Testi critici, Firenze, 09 January 2015
Come uno di quei diafani insetti
che si muovono sulla superficie
dell'acqua dei fiumi o dei laghi
e che non sai se nuotino,
camminino o volino; così vedo l'artista e l'uomo Gian Mario Conti.
Sì perchè nel suo caso , come nel caso di altri poeti totali,
l'essere artista è ontologico
al suo essere uomo
e le sue opere sono sempre "tranches de vie".

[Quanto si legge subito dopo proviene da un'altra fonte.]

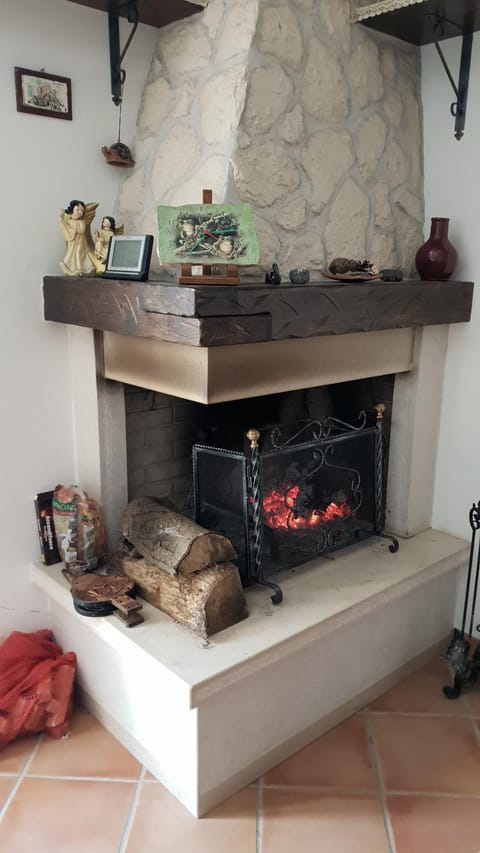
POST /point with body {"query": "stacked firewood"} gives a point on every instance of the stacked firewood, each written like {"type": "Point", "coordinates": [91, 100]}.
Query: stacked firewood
{"type": "Point", "coordinates": [181, 568]}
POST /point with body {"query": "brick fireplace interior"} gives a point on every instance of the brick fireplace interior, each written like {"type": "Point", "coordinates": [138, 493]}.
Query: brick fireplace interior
{"type": "Point", "coordinates": [160, 429]}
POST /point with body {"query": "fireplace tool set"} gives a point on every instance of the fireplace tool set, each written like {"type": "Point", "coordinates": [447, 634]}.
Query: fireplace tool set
{"type": "Point", "coordinates": [466, 666]}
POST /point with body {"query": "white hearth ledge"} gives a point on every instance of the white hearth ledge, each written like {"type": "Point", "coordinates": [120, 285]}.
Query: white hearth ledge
{"type": "Point", "coordinates": [209, 718]}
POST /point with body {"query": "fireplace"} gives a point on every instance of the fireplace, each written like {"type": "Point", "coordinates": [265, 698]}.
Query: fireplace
{"type": "Point", "coordinates": [298, 491]}
{"type": "Point", "coordinates": [172, 701]}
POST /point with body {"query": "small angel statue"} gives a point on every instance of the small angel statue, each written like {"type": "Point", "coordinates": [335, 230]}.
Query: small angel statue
{"type": "Point", "coordinates": [102, 240]}
{"type": "Point", "coordinates": [75, 223]}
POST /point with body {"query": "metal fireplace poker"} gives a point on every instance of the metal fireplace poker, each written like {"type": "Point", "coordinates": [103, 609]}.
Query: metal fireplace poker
{"type": "Point", "coordinates": [312, 487]}
{"type": "Point", "coordinates": [465, 668]}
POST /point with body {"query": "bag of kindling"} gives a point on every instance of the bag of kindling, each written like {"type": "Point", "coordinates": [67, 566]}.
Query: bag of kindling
{"type": "Point", "coordinates": [78, 528]}
{"type": "Point", "coordinates": [36, 686]}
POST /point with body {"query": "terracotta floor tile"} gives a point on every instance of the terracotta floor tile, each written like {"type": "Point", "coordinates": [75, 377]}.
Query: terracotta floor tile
{"type": "Point", "coordinates": [428, 754]}
{"type": "Point", "coordinates": [89, 750]}
{"type": "Point", "coordinates": [311, 822]}
{"type": "Point", "coordinates": [231, 826]}
{"type": "Point", "coordinates": [472, 699]}
{"type": "Point", "coordinates": [6, 785]}
{"type": "Point", "coordinates": [435, 824]}
{"type": "Point", "coordinates": [338, 759]}
{"type": "Point", "coordinates": [15, 754]}
{"type": "Point", "coordinates": [422, 693]}
{"type": "Point", "coordinates": [50, 814]}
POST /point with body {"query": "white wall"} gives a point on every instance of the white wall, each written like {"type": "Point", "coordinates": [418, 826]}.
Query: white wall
{"type": "Point", "coordinates": [44, 163]}
{"type": "Point", "coordinates": [452, 188]}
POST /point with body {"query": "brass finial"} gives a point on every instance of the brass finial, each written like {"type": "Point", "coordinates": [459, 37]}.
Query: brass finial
{"type": "Point", "coordinates": [253, 435]}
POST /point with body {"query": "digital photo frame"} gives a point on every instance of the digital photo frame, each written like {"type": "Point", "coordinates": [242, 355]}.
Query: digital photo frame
{"type": "Point", "coordinates": [129, 257]}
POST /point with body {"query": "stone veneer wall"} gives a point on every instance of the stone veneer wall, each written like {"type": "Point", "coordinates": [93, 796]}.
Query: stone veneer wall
{"type": "Point", "coordinates": [287, 105]}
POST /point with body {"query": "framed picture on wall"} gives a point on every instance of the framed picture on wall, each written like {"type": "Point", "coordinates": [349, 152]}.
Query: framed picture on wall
{"type": "Point", "coordinates": [43, 94]}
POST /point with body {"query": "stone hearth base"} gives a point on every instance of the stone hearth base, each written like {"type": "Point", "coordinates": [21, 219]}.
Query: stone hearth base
{"type": "Point", "coordinates": [208, 718]}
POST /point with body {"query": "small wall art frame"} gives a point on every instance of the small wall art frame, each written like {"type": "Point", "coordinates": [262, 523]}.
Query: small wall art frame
{"type": "Point", "coordinates": [43, 94]}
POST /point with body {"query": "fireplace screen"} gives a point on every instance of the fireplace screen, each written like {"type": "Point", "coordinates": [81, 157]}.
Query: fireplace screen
{"type": "Point", "coordinates": [298, 491]}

Ogni gesto della sua giornata ,
sia che suoni o dipinga
o faccia colazione, è rituale
e performatico e mai esce
da un orizzonte di sacralità.
Continuamente perciò, la fattualità
cede il passo all'astrazione, la terra su cui
il piede poggia diviene acqua, fluido , talvolta sangue,
talvolta plasma come nelle sue crocifissioni che lasciano
svettare il alto il ramo verticale,
il corpo esile dell'insetto dalle lunghe gambe.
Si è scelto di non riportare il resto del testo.